The scene had been set.
The undesirable sinner walked toward the home of her prestigious accusers.
The Carpenter teaching the ways of the Father speaks to the prominent men.
Laughing, learning, teaching, hearing.
Then all voices stand silent at the unpredicted staggering sight before them,
The woman walks into the room…

The weight of shame prevented her from lifting her eyes from the ground.
She looked not to anyone…but only to the One she sought.
Walking into the room she sees the One who forgives,
Standing with the men who denounce her very life.

Shame couldn’t speak for her.
Fear melted away.
Regret faded.
She looked upon His face.

There He sits.
The Carpenter.
The Nazarene.
The Prophet.
Messiah.

Falling to his feet at the sight of his resplendent eyes
She responds with bountiful amount of tears.
Wetting the feet of the only man who has the power to condemn or forgive.
The weight of seeking salvation through worldly means had broken her.
She wets the feet of her newly found Messiah with sorrowing tears.

Weeping.
Uncontrollable lamentation.
She couldn’t speak.
But He knew her thoughts.
He knew her every sin.
Her every avenue of countless abuses of grace.

She unravels her hair,
Wiping the feet of the One who Forgives,
as he wiped away her veil of shame.

Knowing her every thought.
Looking upon her with nothing but compassion in his eyes
and forgiveness in his voice
He calls to her accusers.

“Do you not see? With much forgiveness comes much love.”

Breaking an alabaster jar
She pours the ointment on his feet
Beautifully broken, pouring everything she owned
On the feet of the One who saves.

The sweet smell of redemption filled the room.
The sweet smell of forgiveness that could only come from the Nazarene.
Her indictors could not escape the nectarous scent
filling the room and the nostrils of the pious.

“Your sins are forgiven.

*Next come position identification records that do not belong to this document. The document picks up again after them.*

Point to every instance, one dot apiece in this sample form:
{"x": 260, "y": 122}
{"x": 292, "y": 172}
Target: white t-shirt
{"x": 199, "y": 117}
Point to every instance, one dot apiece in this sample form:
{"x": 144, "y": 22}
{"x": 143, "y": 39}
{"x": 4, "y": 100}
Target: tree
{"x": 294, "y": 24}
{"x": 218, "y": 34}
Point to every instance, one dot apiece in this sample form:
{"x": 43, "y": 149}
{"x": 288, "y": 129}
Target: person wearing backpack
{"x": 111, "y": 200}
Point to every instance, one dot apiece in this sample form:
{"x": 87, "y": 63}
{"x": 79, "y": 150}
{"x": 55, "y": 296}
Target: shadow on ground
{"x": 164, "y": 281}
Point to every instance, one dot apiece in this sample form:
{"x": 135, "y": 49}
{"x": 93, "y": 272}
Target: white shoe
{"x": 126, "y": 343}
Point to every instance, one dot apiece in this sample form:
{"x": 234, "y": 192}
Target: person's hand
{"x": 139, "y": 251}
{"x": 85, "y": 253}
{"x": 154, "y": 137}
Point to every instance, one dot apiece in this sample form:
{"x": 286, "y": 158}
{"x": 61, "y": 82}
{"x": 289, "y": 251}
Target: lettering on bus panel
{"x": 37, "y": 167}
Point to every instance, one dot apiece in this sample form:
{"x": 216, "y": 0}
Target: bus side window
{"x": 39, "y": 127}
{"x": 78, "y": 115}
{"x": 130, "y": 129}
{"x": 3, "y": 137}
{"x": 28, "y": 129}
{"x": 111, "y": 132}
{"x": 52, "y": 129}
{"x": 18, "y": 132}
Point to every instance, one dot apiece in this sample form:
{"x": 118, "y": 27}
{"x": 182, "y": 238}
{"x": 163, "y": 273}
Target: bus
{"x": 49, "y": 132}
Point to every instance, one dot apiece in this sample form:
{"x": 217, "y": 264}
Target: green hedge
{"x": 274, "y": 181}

Your faith has saved you. Go in peace.”

Shame melts at the sight of our savior.
Like wax before a hot sun.
Shame is interrupted.
A slave no more to the chains of the past.
Redefined by our Savior and given redemption.
Go in peace the mighty savior said.
Even before her enemies a banqueting table was set.
Beautifully broken she stood and feared not
For the Lord was with her.

She’s set free.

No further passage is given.